Boston City Council unanimously approves pay increases for Mayor Wu, councilors

The pay increases are higher than those proposed by Wu over the summer.

The exterior of Boston City Hall
Boston City Hall. Charles Krupa / Associated Press

Many Boston officials will soon see higher salaries after a unanimous vote by the Boston City Council. Among the beneficiaries of the pay increase would be the councilors themselves and Mayor Michelle Wu. 

The vote was approved by all 13 councilors during a meeting Wednesday, The Boston Globe reported. Wu’s annual salary is set to jump from $207,000 to $250,000. Each councilor will now make $125,000 a year, compared to their previous annual salary of $103,500. 

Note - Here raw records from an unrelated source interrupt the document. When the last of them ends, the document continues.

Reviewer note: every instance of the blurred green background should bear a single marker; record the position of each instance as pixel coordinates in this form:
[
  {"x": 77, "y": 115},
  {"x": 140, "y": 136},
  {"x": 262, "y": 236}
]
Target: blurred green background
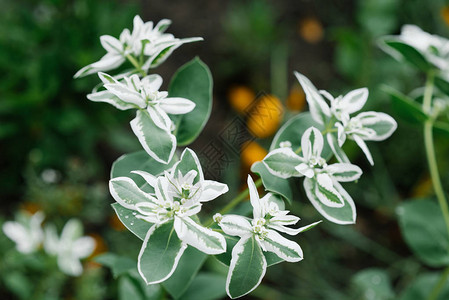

The raises are planned to go into effect after the next election cycle, but some other appointed city officials could have their raises implemented retroactively to Aug. 1. 


These pay increases are higher than those proposed by Wu in August. The mayor suggested raising her annual salary to $230,000 and the councilors’ annual salary to $115,000. This proposal came after a monthslong review of the city’s compensation rates. The Compensation Advisory Board reviewed these findings and issued recommendations for salary bumps, which Wu echoed. 

Boston worked with Deloitte Consulting for this work, reviewing 17 similar communities both in Massachusetts and across the country, the Globe reported. They studied nonelected positions and found that, on average, Boston salaries were less than the market median. 

While the council voted to increase their salaries and Wu’s salary higher than she recommended, the rest of her proposal was kept in place, according to the Globe. Officials in appointed positions like the head of the city’s legal department and the fire and police commissioner will see higher pay now. 

“Increasing the salary ranges for certain appointed positions will ensure that the City has competitive benefits to attract and retain the most talented and diverse employees while recognizing the cost of living in the City and what comparable positions make in the public sector,” Councilor Ruthzee Louijeune, chair of the council’s government operations committee, wrote in a report.